Maile Colbert: composer, conductor; Ian Colbert: poetry; Tellemake: electronics; Rui Costa: electronics; Gabriella Crowe, voice; Jessica Constable: voice; Olivia Block: visual material (in the live setting)
A “romantically coherent” woman in operational mode across overlapping areas of aesthetic manifestation, Maile Colbert explains Come Kingdom Come as a correspondence of sorts between the last two turns of millennium, as the wrong conception of mankind members as self-believed deciding factors in a life’s course becomes the reminder of a contemptible illusion of ascendancy on their close surroundings (and beyond, I should add). The live performance is enriched by Block’s experimental photographic artistry – a short sampling can be seen here – yet the CD alone warrants plenty of semi-clandestine emotions. Quasi-mystic music replete with fleeting communications and unusual signals integrated with verses penned by Colbert’s brother Ian and poly-idiomatic lyrics mostly sung by Crowe with an appreciably unostentatious tone, a welcome decency defining a quietly significant acoustic milieu.

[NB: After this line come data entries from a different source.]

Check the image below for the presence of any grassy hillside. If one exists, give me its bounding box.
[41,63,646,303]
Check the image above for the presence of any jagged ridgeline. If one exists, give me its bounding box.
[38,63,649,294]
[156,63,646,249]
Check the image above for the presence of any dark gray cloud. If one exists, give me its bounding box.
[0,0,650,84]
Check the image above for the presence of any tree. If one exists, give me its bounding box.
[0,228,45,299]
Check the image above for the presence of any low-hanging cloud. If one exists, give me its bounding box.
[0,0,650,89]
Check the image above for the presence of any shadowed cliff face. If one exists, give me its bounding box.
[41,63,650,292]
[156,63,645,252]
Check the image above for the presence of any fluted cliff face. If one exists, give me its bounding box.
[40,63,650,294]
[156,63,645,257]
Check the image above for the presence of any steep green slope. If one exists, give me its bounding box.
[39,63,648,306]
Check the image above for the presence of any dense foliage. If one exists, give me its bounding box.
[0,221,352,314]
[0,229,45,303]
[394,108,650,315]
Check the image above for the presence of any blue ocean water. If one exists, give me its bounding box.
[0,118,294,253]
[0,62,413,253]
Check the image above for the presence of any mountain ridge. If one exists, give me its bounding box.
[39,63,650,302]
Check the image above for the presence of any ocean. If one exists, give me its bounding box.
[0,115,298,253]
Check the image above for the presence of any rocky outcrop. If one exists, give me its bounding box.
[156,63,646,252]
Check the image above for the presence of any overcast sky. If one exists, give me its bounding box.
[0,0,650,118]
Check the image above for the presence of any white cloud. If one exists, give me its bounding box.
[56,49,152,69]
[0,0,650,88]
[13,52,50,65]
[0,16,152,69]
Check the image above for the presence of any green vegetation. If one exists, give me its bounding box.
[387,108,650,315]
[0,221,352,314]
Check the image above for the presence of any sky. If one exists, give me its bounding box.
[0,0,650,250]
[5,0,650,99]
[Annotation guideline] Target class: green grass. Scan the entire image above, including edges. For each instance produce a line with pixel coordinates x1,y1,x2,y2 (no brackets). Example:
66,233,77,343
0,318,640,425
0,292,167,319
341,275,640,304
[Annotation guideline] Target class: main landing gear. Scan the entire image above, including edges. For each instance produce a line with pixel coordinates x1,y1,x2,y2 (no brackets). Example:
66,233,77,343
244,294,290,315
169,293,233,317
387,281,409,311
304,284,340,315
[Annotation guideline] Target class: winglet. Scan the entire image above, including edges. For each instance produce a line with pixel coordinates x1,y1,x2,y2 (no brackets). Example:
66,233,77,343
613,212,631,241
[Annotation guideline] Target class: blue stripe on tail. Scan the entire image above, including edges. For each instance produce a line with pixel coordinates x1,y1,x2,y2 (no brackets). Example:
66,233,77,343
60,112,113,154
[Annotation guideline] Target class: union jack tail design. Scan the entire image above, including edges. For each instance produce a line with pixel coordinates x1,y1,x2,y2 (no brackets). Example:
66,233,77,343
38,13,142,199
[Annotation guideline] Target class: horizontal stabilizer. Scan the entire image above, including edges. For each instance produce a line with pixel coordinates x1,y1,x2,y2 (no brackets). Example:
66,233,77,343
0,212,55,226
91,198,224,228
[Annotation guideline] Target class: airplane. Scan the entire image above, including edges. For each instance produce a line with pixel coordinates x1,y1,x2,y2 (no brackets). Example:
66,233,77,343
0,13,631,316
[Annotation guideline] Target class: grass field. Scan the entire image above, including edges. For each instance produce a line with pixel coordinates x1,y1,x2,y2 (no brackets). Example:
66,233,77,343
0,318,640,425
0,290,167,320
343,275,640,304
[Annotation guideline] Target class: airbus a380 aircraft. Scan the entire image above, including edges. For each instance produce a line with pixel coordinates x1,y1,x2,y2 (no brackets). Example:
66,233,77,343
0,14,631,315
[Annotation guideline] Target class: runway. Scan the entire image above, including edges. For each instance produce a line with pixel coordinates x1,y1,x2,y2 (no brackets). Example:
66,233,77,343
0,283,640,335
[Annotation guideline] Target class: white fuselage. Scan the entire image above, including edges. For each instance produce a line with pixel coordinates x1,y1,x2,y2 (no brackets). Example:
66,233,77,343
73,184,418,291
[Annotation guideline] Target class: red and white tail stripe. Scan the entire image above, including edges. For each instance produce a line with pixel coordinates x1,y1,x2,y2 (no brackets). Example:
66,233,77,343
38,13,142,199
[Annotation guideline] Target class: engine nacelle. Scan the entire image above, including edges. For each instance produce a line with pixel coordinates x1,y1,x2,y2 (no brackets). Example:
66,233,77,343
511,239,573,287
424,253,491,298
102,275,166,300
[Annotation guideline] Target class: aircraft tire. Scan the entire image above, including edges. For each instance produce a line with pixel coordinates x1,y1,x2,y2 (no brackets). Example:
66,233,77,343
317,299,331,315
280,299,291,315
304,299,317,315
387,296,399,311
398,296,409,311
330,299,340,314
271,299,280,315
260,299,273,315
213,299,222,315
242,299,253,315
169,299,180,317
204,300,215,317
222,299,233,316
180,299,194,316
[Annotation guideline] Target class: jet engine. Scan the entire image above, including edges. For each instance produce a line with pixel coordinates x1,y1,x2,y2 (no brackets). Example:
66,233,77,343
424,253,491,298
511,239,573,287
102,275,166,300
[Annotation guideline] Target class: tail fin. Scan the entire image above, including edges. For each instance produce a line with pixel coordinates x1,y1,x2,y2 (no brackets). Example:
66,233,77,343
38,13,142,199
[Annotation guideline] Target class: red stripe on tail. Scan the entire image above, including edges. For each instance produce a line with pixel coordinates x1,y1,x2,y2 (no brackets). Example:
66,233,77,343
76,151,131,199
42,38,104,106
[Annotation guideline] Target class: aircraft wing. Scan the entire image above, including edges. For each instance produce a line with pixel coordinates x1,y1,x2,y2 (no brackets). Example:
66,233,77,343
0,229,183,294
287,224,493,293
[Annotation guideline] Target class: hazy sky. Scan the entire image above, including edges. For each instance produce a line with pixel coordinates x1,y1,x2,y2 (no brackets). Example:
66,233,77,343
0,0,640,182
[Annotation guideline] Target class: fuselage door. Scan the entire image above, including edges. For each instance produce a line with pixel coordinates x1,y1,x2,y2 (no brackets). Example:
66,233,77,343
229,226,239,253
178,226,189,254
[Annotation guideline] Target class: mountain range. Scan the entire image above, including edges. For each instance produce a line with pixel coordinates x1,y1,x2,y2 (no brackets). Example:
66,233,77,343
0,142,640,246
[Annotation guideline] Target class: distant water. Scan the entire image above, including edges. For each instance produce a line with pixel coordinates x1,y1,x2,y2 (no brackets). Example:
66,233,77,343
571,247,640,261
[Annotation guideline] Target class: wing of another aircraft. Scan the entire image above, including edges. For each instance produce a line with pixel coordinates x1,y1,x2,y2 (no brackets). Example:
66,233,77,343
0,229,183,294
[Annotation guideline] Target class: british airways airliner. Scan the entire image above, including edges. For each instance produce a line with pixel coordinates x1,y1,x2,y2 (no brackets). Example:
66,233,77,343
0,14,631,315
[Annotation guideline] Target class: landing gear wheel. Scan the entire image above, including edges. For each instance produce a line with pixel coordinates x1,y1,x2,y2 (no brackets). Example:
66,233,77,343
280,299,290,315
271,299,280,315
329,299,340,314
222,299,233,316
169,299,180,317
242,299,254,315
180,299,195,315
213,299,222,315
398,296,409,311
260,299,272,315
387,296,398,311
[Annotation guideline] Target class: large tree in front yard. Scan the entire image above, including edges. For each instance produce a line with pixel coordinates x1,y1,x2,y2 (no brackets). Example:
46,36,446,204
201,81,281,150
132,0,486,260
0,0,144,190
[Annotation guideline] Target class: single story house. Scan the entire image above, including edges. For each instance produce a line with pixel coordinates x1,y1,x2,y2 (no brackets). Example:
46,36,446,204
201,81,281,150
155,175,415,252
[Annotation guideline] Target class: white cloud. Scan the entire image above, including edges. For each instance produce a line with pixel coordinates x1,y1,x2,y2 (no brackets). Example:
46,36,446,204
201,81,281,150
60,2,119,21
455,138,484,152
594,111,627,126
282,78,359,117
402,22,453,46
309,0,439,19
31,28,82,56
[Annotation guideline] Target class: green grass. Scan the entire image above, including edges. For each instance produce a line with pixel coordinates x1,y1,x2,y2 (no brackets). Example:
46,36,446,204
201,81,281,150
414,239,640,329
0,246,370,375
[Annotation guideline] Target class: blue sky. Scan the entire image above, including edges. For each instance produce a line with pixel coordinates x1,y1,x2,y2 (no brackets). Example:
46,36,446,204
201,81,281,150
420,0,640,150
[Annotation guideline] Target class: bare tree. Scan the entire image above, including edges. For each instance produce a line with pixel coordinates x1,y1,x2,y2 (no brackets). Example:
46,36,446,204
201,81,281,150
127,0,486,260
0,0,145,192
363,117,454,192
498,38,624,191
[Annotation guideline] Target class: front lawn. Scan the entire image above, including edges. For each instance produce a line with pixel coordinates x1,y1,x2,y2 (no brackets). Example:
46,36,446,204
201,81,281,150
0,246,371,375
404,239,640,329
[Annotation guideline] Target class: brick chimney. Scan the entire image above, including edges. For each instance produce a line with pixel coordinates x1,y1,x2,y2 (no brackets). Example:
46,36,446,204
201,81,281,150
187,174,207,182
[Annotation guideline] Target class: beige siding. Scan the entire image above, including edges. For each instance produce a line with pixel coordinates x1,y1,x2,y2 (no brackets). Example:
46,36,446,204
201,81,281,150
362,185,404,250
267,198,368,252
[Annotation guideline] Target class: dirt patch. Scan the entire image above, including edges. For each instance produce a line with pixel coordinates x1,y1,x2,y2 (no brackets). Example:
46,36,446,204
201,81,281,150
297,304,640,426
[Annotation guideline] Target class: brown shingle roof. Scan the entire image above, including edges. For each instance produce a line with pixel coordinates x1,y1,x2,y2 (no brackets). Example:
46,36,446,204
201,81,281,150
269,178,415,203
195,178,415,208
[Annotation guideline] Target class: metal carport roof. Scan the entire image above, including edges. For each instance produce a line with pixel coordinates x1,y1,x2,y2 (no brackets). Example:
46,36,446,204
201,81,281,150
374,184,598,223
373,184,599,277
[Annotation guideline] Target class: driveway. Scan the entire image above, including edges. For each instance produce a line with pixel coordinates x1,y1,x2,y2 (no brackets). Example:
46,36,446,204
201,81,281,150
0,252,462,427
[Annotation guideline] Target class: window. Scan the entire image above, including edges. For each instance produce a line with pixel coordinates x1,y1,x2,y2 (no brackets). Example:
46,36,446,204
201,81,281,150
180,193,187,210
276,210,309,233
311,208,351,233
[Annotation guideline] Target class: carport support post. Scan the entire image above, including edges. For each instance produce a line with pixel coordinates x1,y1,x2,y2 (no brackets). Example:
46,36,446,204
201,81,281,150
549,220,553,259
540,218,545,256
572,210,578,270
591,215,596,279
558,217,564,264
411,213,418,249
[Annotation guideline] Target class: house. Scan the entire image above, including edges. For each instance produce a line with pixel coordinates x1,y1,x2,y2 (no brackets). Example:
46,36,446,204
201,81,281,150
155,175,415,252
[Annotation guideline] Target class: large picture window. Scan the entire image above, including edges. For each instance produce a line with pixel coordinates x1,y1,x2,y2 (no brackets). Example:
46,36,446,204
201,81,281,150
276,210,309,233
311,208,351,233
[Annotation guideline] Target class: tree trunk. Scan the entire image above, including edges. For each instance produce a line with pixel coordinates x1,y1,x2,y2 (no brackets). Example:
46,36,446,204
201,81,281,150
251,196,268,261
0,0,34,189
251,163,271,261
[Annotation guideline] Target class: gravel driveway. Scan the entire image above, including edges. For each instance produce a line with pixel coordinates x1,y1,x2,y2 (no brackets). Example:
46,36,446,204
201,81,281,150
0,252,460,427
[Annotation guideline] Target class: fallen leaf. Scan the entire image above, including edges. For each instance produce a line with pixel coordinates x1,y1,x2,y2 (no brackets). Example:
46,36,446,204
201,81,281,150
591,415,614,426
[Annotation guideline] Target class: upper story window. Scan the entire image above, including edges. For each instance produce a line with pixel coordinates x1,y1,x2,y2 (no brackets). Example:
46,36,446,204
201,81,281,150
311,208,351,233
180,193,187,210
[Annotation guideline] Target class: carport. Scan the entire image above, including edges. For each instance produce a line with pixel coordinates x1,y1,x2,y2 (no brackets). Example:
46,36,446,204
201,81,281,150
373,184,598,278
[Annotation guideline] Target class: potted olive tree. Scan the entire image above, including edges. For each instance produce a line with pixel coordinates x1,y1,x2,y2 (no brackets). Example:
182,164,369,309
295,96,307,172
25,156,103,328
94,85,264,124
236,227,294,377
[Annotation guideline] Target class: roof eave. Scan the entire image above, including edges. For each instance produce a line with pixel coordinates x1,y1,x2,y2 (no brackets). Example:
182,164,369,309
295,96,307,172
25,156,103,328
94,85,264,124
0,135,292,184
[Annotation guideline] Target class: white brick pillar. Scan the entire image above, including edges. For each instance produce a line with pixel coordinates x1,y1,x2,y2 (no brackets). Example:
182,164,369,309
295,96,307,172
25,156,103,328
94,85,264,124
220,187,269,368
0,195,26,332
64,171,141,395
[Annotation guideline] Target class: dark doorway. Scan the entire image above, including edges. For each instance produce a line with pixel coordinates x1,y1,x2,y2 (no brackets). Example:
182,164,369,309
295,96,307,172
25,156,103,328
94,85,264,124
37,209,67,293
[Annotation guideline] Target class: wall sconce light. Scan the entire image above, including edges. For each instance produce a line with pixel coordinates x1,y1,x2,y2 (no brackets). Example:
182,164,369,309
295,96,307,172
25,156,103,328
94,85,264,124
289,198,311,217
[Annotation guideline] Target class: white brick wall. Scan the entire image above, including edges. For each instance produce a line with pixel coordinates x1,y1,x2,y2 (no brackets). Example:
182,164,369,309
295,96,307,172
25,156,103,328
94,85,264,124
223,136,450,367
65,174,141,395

The voice’s cardinal role does not detract from superbly exercised electronic makeups, the harmonic laws ruling this fictional microcosm reconfigured and frequently misshapen. The sounds may appear tactile, melted or just damaged according to what the score (mainly based on the Book Of Revelation) requires at a given juncture. Unclear location frequencies attributable to the aftermath of serious cosmological modifications (tsunamis, earthquakes, the desolate silence around Chernobyl, a sun storm hitting the magnetosphere, plus echoes of local faunas) improve a textural hypothesis that embraces both the composer’s consciousness and unwilled hints. For example, in one of the most riveting tracks on offer – “Act Three, Day From Arrival” – the processing of reiterative vocal snippets originates an involuntary callback of Akira Rabelais’ glorious Spellewauerynsherde. However, this work is not a mere container of symbols of causation. On the contrary, it’s a brilliant exhibit of Colbert’s capacity of turning potentially misrepresented human issues into something evoking the aching delight of intensity, remaining wordlessly mesmerized in the meantime.